TopicalPageRank¶

TopicalPageRank (Sterckx et al., 2015) extends SingleRank by biasing the random walk toward topically important words. Instead of uniform teleportation, PageRank uses a personalization vector derived from per-word topic weights.

Users supply pre-computed topic weights as a {lemma: weight} dictionary. These typically come from a topic model (e.g., LDA via gensim or sklearn), but any source of word importance scores works -- TF-IDF weights, embedding similarities, domain relevance scores, or hand-picked values. Words absent from the dictionary receive a configurable minimum weight (min_weight, default 0.0).

Usage¶

Native Python class¶

from rapid_textrank import TopicalPageRank

# Topic weights from an external topic model or manual assignment
topic_weights = {
    "neural": 0.9,
    "network": 0.8,
    "learning": 0.7,
    "deep": 0.6,
}

extractor = TopicalPageRank(
    topic_weights=topic_weights,
    min_weight=0.01,  # Floor for out-of-vocabulary words
    top_n=10
)

result = extractor.extract_keywords("""
Deep learning is a subset of machine learning that uses artificial neural
networks. Neural networks with many layers can learn complex patterns.
Convolutional neural networks excel at image recognition tasks.
""")

for phrase in result.phrases:
    print(f"{phrase.text}: {phrase.score:.4f}")

# Update topic weights for a different document/topic
result = extractor.extract_keywords(
    "Machine learning enables data-driven decisions...",
    topic_weights={"machine": 0.9, "data": 0.8}
)

JSON interface¶

TopicalPageRank is also available via the JSON interface with variant="topical_pagerank" (aliases: "tpr", "single_tpr"). Set topic_weights and optionally topic_min_weight in the JSON config:

import json
from rapid_textrank import extract_from_json

payload = {
    "tokens": tokens,  # Pre-tokenized (e.g., from spaCy)
    "variant": "topical_pagerank",
    "config": {
        "top_n": 10,
        "topic_weights": {"neural": 0.9, "network": 0.8, "learning": 0.7},
        "topic_min_weight": 0.01,
    },
}

result = json.loads(extract_from_json(json.dumps(payload)))

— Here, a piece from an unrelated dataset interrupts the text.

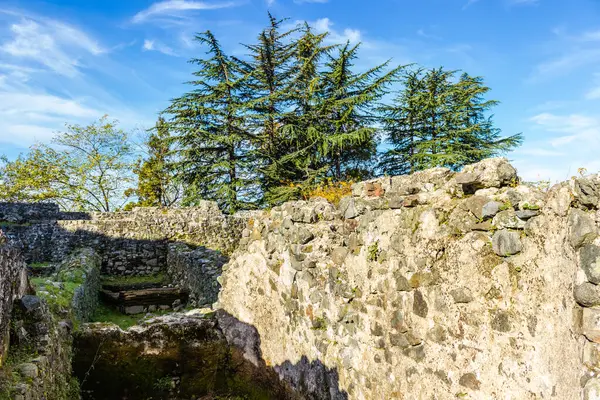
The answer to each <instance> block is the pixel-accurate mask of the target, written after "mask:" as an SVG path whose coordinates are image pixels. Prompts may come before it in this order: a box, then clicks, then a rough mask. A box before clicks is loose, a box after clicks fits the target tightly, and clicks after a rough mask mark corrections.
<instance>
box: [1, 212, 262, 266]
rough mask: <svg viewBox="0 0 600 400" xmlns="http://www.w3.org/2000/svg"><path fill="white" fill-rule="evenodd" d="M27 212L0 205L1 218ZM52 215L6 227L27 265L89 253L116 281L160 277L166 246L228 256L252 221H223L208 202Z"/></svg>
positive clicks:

TopicalPageRank vs BiasedTextRank¶

Both variants bias extraction toward specific terms, but they differ in how the bias is specified:

BiasedTextRank takes a list of focus terms and a single bias_weight. It is manual and direct -- good when you know exactly which terms matter.
TopicalPageRank takes per-word weights, typically from a topic model. It is data-driven -- good when you want the topic distribution to guide extraction automatically.

Use BiasedTextRank when you have a short, hand-curated focus vocabulary. Use TopicalPageRank when you have a numeric importance score for each word (e.g., from LDA, TF-IDF, or embedding similarity).

Topic Modeling is Optional¶

Despite the name, TopicalPageRank does not require a topic model. You can supply any word-importance dictionary:

TF-IDF weights from a corpus-level vocabulary.
Embedding similarities between candidate words and a target concept.
Domain relevance scores from a domain-specific lexicon.
Hand-picked values when you know the relative importance of key terms.

For details on computing topic weights from a gensim LDA model using the built-in topic_weights_from_lda helper, see Topic Utilities.

Reference¶

Topical Word Importance for Fast Keyphrase Extraction (Sterckx et al., 2015)